By Patent Progress, Project Disco
On Tuesday, Apple released a new policy on its website relating to the obscure topic of “FRAND” licensing of patents. That’s an especially obscure corner of the already-obscure area of patent law. But it’s worth the attention of anyone who follows the debates over big tech and platform dominance, because Apple’s statement reveals an important industry-wide shift in many key tech companies’ views on their position in the technology ecosystem. So far, that shift has favored smaller companies hoping to break into the technology market, but current threats could endanger those small companies and competition generally.

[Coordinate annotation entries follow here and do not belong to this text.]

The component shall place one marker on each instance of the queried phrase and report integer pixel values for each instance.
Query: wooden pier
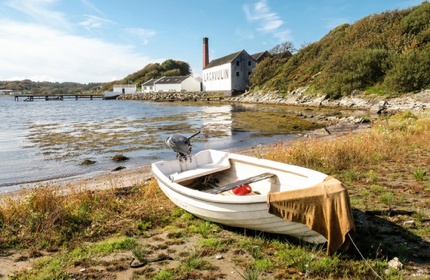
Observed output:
(57, 97)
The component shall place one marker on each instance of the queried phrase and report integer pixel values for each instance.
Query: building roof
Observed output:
(223, 60)
(150, 82)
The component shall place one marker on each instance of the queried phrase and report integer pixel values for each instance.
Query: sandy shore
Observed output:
(130, 177)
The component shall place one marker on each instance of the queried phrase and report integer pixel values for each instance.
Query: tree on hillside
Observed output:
(283, 48)
(383, 53)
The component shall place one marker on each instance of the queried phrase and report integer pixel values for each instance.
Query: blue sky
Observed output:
(104, 40)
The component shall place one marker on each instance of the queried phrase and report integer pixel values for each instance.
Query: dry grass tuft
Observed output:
(42, 217)
(389, 139)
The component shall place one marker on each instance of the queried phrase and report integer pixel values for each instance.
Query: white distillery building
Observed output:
(229, 73)
(172, 83)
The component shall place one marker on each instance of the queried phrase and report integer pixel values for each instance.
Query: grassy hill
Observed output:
(387, 53)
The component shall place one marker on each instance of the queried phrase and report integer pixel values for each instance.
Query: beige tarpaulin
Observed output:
(324, 208)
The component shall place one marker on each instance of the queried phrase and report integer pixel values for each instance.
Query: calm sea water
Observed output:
(47, 140)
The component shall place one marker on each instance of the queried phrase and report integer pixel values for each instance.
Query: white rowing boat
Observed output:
(257, 194)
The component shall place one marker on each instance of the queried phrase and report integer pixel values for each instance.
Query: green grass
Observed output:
(83, 226)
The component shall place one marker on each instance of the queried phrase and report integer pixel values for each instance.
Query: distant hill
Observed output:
(28, 86)
(169, 67)
(387, 53)
(383, 53)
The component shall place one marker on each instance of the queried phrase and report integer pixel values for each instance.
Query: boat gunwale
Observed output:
(272, 166)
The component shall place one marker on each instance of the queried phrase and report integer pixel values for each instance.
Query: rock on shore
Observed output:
(375, 104)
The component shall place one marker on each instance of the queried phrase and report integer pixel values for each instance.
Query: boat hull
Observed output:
(248, 211)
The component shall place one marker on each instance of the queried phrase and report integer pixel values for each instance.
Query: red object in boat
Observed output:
(242, 190)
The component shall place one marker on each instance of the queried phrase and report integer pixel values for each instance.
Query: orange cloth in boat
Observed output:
(324, 208)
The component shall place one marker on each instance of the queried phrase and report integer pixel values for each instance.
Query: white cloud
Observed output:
(33, 51)
(40, 11)
(268, 22)
(94, 22)
(142, 34)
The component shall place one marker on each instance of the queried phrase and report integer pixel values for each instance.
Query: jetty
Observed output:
(57, 97)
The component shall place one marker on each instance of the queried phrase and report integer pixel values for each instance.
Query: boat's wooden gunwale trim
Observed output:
(239, 183)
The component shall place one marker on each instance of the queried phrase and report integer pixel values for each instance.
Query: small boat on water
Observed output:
(258, 194)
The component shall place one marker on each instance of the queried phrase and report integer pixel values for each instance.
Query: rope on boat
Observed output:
(365, 260)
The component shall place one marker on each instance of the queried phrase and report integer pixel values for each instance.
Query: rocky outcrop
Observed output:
(375, 104)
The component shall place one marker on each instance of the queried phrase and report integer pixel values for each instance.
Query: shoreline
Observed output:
(333, 127)
(130, 177)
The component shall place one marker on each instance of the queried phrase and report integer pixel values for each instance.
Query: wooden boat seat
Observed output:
(239, 183)
(201, 170)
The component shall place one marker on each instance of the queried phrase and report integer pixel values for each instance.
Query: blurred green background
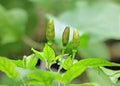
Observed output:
(23, 24)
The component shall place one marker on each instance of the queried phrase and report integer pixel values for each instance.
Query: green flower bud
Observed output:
(76, 38)
(50, 32)
(65, 36)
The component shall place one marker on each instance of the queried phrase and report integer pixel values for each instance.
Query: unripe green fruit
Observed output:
(65, 36)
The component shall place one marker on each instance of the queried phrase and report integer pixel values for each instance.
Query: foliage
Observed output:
(26, 73)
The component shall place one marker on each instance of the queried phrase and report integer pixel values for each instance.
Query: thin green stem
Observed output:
(74, 53)
(63, 51)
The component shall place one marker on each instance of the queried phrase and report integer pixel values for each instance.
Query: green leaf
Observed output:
(79, 67)
(43, 77)
(12, 26)
(8, 67)
(30, 61)
(67, 63)
(19, 63)
(84, 84)
(48, 53)
(39, 54)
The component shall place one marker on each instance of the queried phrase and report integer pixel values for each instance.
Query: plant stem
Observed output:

Though you’ve probably never heard of the acronym FRAND, you certainly know some of the acronyms it has produced: Wi-Fi, USB, HTML, 4G LTE. These are examples of “technology standards,” which allow computers and electronic devices to communicate and work with each other. Unsurprisingly, standards are absolutely fundamental to just about every smart device out there today, from your mobile phone to your Wi-Fi juice maker. Standards are the reason that, when you look for a new Bluetooth headset compatible with your latest phone, you find not just one company making them but dozens.
Technology standards don’t arise out of thin air; they are rigorously devised by “standard-setting organizations,” consortia of companies and engineers that assemble technologies into standards. A problem comes up when a company contributes a patented technology to the standard—a patent on a component of Wi-Fi could (and did) allow someone to sue anyone who owns a wireless router. Standard-setting organizations try to avoid that by requiring members to license any patents essential to the standard on terms that are “fair, reasonable, and non-discriminatory,” or FRAND. Implementers of products using the standard can thus feel safe knowing that they will not be pushed out of the market due to overbearing pressure from a patent holder.